Predictive models for metal-metal bond dissociation free energies between aluminum(III) and a series of transition metal carbonyls

It was previously shown that the complex, LAl(Me)Fp [where L is a beta-diketiminate and Fp = FeCp(CO)2] undergoes Al-Fe homolysis at ambient conditions, revealing a pair of metalloradical intermediates capable of cooperative small molecule activation. Towards expanding this platform to other Al-M derivatives, here we conducted an extensive computational screening of potential LAl(Me)M catalysts (where M is a series of common metal carbonyls) using DFT calculations combined with multivariate linear regression (MLR) analysis. Predictive models were established that anticipate the influences of different metals on Al-M bond dissociation free energies (BDFEs), utilizing electronic and steric parameters obtained from existing literature and from buried volume calculations (%Vbur), including a convenient model that can be applied without aid of further DFT calculations.
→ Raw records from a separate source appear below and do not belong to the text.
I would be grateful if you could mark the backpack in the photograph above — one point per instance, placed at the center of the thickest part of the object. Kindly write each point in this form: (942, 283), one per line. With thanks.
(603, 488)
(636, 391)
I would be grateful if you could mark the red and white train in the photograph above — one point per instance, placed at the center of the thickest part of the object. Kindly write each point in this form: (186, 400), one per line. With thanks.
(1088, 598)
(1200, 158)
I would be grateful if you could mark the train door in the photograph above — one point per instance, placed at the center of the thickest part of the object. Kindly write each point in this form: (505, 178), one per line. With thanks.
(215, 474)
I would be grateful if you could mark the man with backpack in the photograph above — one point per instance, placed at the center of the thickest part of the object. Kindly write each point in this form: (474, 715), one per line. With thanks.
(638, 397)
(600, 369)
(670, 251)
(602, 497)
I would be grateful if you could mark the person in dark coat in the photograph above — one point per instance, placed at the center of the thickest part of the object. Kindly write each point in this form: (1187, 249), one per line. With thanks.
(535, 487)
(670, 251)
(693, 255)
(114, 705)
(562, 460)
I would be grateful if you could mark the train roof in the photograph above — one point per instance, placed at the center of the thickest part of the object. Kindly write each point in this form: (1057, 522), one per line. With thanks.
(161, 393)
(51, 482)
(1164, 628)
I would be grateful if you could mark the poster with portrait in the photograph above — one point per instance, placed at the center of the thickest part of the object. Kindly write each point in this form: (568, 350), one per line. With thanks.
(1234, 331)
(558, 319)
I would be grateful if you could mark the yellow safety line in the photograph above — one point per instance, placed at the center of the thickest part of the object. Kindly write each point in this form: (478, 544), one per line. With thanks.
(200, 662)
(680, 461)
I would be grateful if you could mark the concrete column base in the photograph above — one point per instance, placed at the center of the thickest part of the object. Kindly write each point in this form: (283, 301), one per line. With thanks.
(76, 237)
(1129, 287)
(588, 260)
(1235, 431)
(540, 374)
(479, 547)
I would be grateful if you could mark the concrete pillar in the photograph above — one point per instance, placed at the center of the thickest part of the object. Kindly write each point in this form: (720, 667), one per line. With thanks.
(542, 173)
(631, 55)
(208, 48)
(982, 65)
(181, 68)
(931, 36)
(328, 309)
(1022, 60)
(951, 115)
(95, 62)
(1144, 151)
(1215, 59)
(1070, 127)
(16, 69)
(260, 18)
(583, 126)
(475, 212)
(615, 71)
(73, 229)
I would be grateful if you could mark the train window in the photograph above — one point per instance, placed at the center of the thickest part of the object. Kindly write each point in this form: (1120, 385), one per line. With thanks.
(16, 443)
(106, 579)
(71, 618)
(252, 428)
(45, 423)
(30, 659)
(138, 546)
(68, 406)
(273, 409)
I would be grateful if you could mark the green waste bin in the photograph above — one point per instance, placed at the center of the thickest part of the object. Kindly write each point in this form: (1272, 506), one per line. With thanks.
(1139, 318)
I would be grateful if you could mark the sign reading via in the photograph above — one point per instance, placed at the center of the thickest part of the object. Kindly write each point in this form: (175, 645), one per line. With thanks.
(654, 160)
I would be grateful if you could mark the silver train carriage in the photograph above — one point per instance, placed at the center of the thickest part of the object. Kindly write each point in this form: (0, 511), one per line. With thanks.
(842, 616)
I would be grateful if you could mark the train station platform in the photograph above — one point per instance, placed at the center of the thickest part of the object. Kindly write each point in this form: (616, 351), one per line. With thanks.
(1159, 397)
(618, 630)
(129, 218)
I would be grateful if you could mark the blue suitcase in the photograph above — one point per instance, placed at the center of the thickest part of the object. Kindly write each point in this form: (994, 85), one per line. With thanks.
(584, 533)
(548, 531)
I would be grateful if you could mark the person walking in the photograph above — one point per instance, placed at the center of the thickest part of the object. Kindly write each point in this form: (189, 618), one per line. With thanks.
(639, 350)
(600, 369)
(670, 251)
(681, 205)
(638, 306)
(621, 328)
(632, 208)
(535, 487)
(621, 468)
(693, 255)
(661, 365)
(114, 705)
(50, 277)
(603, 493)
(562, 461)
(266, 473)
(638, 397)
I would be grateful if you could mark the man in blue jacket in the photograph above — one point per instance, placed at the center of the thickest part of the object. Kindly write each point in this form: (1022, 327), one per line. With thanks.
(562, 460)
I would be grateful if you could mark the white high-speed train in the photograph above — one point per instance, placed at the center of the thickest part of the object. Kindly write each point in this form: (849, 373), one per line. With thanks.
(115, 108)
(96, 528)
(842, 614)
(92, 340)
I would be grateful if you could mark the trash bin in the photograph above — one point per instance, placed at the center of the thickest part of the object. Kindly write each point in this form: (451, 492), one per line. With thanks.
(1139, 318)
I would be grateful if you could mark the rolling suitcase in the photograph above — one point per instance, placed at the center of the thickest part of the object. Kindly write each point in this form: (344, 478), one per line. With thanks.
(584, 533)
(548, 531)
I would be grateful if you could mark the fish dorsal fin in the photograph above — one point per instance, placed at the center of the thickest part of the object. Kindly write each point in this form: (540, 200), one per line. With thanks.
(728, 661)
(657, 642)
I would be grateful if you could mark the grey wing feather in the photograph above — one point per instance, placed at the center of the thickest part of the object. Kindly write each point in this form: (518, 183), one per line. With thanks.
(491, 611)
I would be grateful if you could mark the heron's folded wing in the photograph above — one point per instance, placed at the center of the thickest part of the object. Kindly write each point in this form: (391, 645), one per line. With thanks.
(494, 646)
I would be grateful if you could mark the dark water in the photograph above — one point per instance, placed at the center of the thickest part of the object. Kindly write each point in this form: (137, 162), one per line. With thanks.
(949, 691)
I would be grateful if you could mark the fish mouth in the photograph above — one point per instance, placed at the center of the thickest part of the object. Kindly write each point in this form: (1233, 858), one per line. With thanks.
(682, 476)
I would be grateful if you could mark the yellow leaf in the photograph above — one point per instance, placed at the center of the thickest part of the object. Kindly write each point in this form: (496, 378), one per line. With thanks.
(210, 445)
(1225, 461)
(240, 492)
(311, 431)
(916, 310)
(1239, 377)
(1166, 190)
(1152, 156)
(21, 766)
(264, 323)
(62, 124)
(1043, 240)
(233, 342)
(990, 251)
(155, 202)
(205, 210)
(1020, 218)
Our investigations unveiled a partial correlation between Al-M BDFEs and M-H BDFEs, in that both depend on pKa and E degrees values of M. However, Al-M BDFEs demonstrate significant influences from both steric crowding and Al-M orbital overlap, neither of which contribute to M-H BDFE. By employing MLR to derive predictive models, extrapolation to other hypothetical complexes beyond the training set presented in this study is facilitated. Thus, our research will inform and enable the future design of sustainable catalytic processes involving heterobimetallic Al-M complexes with earth-abundant metals.